# Almost finished columns



## cerinad (Jun 23, 2008)

Here is my entry way for my Cemetery almost finished. I still need to do touchups and add my lanterns and the finishing touches . I am taking a break from right now they will be finished later this afternoon.


----------



## Lilly (Jun 13, 2006)

looks good ..
kinda looks like giant tree trunks that trapped souls in it.
Is that a pool ladder LOL


----------



## HalloweenZombie (Jul 22, 2007)

Wow, that looks great. Can't wait to see more pictures.


----------



## Spider Rider (Nov 8, 2006)

Ooh, nice job! Those look fun to light with all of that texture. You could cast some long shadows.


----------



## spidermonkey (Jul 29, 2008)

very nice job.

Can't wait to see some close up


----------



## cerinad (Jun 23, 2008)

Thanks everyone! Yes that is a pool ladder LOL I got tired of moving my step ladder around a gazillion times so I stole my kids pool ladder! I did get them finished but it was a little to dark to take pics so i will post them tomorrow. Thanks again guys!


----------



## IowaGirl (Oct 14, 2008)

I really like these! I have to admit to being a novice when it's comes to props.. how did you achieve the texture on these?


----------



## cerinad (Jun 23, 2008)

IowaGirl said:


> I really like these! I have to admit to being a novice when it's comes to props.. how did you achieve the texture on these?

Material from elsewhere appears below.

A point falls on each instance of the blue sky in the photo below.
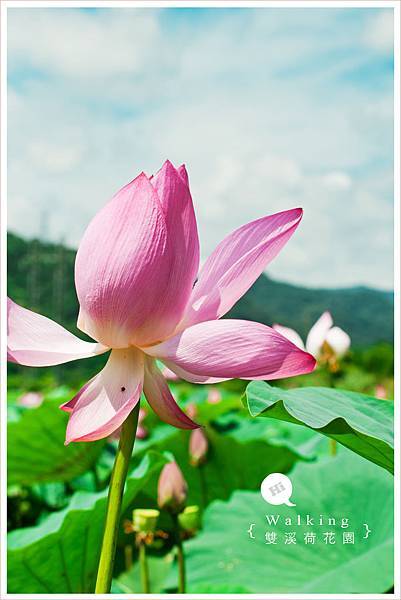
(269, 108)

That is Great Stuff Foam insulation . I sprayed it on and when it was almost dry then I drug a stick through it.


----------



## cerinad (Jun 23, 2008)

Here they are finished finally... I put a chain in between them because it is looking like i wont have time to make a gate this year as i still have a million things to do.


----------



## Bone Dancer (Oct 7, 2005)

Very nice, the texture is amazing, very scary.
How big are they? How many cans of great stuff did it take? What did you use for a base to start from.


----------



## RoxyBlue (Oct 6, 2008)

The embedded skellies are a fantastic touch. Well done.

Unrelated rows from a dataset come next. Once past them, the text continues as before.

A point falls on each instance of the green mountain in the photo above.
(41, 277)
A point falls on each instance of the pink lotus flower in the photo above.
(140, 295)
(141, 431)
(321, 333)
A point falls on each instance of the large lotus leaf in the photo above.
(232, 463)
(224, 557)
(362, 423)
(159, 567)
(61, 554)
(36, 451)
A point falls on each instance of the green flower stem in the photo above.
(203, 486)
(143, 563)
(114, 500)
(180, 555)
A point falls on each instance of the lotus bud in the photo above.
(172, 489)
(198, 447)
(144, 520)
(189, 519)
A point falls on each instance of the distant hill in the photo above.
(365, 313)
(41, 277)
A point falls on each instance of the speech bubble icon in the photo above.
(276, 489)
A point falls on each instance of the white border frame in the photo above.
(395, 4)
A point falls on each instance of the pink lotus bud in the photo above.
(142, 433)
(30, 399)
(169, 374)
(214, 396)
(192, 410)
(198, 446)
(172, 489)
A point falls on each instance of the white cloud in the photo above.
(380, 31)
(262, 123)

Are these more portable than they look?


----------



## spideranne (Jul 17, 2006)

Looks awesome! I've been so wanting columns and this is a look that I really like, might just be stealing this idea.


----------



## cerinad (Jun 23, 2008)

Feel Free to steal away! They are concrete forms. I braced them using 4 1x2 in two seperate sections for ease of setting up and breaking down. The 2 sections are 3.5 ft each. Overall they are 7 foot tall without the arch. They are not heavy just a little hard to handle as they are pretty wide. It took (get ready) 22 cans of great stuff for both columns. That was the most expensive part. I made many of trips to Home Depot because i did not think it would take so many cans. All in all they took me about a week to finish them if you add it allup as I was working on other projects. Thanks Guys for all the kind words!


----------



## Cassie7 (Sep 16, 2007)

Yes, I'd love to know what the base/armature is made of also.

If you're making props of this magnitude, I highly suggest you make yourself a vacuum former. Look it up on youtube, they're really easy to make and you can knock out skulls and bones for pennies opposed to using pricey blowmold bluckys. Making a vacuum former is first on my to-do list this November.


----------



## ScreamingScarecrow (Oct 1, 2008)

Great Stuff!!!


----------



## cerinad (Jun 23, 2008)

Cassie7 said:


> Yes, I'd love to know what the base/armature is made of also.
> 
> If you're making props of this magnitude, I highly suggest you make yourself a vacuum former. Look it up on youtube, they're really easy to make and you can knock out skulls and bones for pennies opposed to using pricey blowmold bluckys. Making a vacuum former is first on my to-do list this November.


Thanks! i am definetly going to do one of these! Also the form is shipping tubes that we get metal trim delivered to our jobs. They are basically like concrete forms only wider. On a side note if you used the actual concrete forms at Home depot i am sure that it would take a lot less Great Stuff.


----------



## ghostokc (Nov 11, 2008)

Awesome!


----------



## slightlymad (May 25, 2006)

Nice to know i am not the only one who uses a pool ladder. Nice work


----------